SUDIRMAN, METRO – Peneliti Politik dari Universitas Andalas (Unand), Ilham Adelano Azre mengatakan, kehadiran para incumbent ini sangat rawan dengan pemanfaatan fasilitas negara. Sebagaimana yang diketahui, para calon tidak dibenarkan memanfaatkan fasillitas negara dan anggaran daerah untuk memuluskannya maju di pertarungan nanti.
”Pada prinsipnya, memakai APBD ini tidak boleh. Secara tidak langsung ketika mereka (caleg) memperjuangkan aspirasi mengingatkan memori pemilih untuk mengingat dia. Maka aliran dana itu posisinya akan abu-abu. Nah kebanyakan caleg-caleg incumbent main di sana,” kata pria yang akrab disapa Azre ini, Kamis (14/2) saat dihubungi.
Azre meminta, Panitia Pengawas Pemilu (Panwaslu) agar serius dalam mengawasi setiap gerak gerik incumbent ataupun calon non petahana saat melalukan kegiatan yang dilaksanakan maupun yang dihadiri mereka. Mengingat rentannya penyimpangan penggunaan APBD.
“Maka kejelian Panwaslu untuk mengikuti kegiatan para incumbent dari awal, ini menjadi poin tersendiri. Karena memang kecendrungan penyelewengan dana APBD bisa dilihat dari sana (kegiatan, red). Apakah menggunakan anggaran daerah atau tidak,” kata Azre lagi.

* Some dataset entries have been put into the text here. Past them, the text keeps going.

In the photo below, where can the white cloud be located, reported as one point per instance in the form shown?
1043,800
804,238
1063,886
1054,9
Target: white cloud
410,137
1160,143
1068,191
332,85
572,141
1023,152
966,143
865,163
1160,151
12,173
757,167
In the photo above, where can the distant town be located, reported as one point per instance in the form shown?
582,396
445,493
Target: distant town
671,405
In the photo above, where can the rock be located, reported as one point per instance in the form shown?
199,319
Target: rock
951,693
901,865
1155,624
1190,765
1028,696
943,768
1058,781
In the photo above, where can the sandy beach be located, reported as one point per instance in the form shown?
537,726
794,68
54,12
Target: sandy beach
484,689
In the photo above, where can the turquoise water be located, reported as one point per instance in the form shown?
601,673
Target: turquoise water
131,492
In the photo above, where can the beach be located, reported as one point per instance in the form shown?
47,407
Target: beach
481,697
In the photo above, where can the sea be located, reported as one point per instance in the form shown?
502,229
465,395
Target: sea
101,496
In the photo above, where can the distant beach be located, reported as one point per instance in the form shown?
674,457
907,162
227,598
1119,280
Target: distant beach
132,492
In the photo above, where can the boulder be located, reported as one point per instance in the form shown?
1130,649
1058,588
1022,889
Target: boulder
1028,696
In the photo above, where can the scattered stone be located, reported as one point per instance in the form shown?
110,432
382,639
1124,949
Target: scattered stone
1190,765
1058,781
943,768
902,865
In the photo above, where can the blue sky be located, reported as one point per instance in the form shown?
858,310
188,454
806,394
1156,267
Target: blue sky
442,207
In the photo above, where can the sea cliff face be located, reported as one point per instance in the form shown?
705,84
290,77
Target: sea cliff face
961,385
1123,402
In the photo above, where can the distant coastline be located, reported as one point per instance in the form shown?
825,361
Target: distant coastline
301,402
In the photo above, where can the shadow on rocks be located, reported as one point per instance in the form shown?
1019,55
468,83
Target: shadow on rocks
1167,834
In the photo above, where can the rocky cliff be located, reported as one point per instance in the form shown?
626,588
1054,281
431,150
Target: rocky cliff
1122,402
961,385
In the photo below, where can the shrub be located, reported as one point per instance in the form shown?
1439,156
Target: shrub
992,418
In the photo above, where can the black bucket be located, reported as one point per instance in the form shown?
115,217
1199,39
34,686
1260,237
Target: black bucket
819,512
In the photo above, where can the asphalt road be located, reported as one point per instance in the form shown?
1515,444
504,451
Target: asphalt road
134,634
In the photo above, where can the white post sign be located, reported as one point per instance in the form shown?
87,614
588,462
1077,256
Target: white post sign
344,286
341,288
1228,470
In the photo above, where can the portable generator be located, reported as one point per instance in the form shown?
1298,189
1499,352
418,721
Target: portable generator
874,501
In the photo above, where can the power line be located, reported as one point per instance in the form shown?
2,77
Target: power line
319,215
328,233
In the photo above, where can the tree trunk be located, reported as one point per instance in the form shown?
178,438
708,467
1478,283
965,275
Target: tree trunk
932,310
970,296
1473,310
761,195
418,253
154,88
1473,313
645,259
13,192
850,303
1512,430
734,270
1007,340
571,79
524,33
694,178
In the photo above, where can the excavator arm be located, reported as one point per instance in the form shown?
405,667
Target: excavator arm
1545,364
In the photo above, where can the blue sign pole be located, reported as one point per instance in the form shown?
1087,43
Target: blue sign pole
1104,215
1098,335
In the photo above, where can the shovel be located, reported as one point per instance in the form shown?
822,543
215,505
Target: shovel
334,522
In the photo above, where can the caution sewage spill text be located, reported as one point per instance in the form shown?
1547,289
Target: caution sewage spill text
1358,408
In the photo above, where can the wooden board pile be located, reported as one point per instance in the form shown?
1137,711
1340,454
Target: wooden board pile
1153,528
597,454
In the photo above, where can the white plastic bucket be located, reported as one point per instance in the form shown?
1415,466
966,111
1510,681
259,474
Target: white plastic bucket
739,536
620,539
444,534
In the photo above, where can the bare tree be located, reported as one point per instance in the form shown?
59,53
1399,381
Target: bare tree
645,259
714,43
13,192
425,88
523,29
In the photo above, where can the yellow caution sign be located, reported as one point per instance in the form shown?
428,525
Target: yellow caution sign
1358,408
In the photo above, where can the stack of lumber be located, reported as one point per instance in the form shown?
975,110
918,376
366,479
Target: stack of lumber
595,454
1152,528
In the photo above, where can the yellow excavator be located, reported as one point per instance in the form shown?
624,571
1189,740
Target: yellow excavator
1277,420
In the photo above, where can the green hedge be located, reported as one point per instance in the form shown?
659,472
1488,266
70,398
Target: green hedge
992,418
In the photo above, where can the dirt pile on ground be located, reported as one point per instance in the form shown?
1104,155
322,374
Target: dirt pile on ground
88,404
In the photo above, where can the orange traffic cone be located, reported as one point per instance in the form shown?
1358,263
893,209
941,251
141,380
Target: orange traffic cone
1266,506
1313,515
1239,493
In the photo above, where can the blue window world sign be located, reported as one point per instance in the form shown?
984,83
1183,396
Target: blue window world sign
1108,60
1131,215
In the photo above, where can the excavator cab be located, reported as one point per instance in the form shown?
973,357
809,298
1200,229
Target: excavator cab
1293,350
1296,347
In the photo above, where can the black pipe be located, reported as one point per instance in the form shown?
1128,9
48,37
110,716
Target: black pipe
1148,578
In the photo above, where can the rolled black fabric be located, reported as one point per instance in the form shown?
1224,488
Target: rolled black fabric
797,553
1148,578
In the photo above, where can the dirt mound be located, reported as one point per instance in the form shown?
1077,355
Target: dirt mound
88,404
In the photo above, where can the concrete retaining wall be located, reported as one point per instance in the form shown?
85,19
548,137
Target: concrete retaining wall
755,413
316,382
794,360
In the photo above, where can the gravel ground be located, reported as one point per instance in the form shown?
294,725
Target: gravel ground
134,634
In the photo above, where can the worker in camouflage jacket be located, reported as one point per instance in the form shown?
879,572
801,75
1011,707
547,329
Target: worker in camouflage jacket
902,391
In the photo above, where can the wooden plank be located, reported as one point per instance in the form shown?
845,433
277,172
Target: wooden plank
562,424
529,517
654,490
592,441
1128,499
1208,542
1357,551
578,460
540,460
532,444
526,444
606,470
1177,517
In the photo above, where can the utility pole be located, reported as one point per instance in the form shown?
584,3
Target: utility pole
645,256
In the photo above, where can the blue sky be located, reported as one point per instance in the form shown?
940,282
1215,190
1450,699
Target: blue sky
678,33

Azre mengakui, dana APBD sangat rawan digunakan oleh caleg yang kini duduk sebagai anggota dewan atau incumbent. Menurut dia, dengan dalih untuk menjalankan program pembangunan, namun di dalamnya disisipi pula kegiatan kampanye caleg tersebut kepada masyarakat.
“Misalkan ada masyarakat mendapatkan bantuan yang diberikan dari anggota dewan. Ada seperti itu kita dengarkan, melalui bank daerah atau macam-macam lah. Artinya kan dana-dana (APBD, red) itu cenderung untuk dimanfaat sebagai mengingatkan memori pemilih,” ujar Azre.
Oleh karena itu, Azre juga meminta, masyarakat untuk jeli dan paham terhadap setiap kegiatan yang dilakukan caleg. Jangan sampai anggaran untuk pembangunan dan peningkatan pelayanan publik, disalah gunakan untuk kepentingan caleg dalam memenangkan pertarungan pesta demokrasi.
“Karena pengawasan pemilu ini kan tidak hanya datang dari panwaslu. Maka edukasi dari panwaslu kepada pemilih juga diperlukan, bagaimana jika menemukan hal-hal seperti itu. Sehingga masyarakat lebih berani mempertanyakan ketika ada caleg membeirkan bantuan, aliran dananya dari mana,” tukas Azre.
Pengamat Politik, Muhammad Taufik dari UIN Imam Bonjol Padang mengatakan, bahwa harusnya ada aturan yang membuat anggota dewan yang kembali menjadi caleg untuk tidak bisa menggunakan anggaran negara dalam masa kampanye.
“Harusnya ada aturan seperti di pemilihan eksekutif, yang pada masa kampanye calon tersebut dicutikan. Otomatis tidak bisa menggunakan anggaran pemerintah untuk kepentingannya pribadi,” katanya.
“Harusnya pada legislatif ini diperlakukan sama. Hal ini tentu akan menimbulkan ketidakadilan bagi para pemula dengan para incumbent, dan itu harus dipikirkan menurut saya. Ada keadilan yang mesti dipertimbangkan, tidak hanya pada aspek kebolehan dalam normatif tetapi juga aspek politik,” tukasnya.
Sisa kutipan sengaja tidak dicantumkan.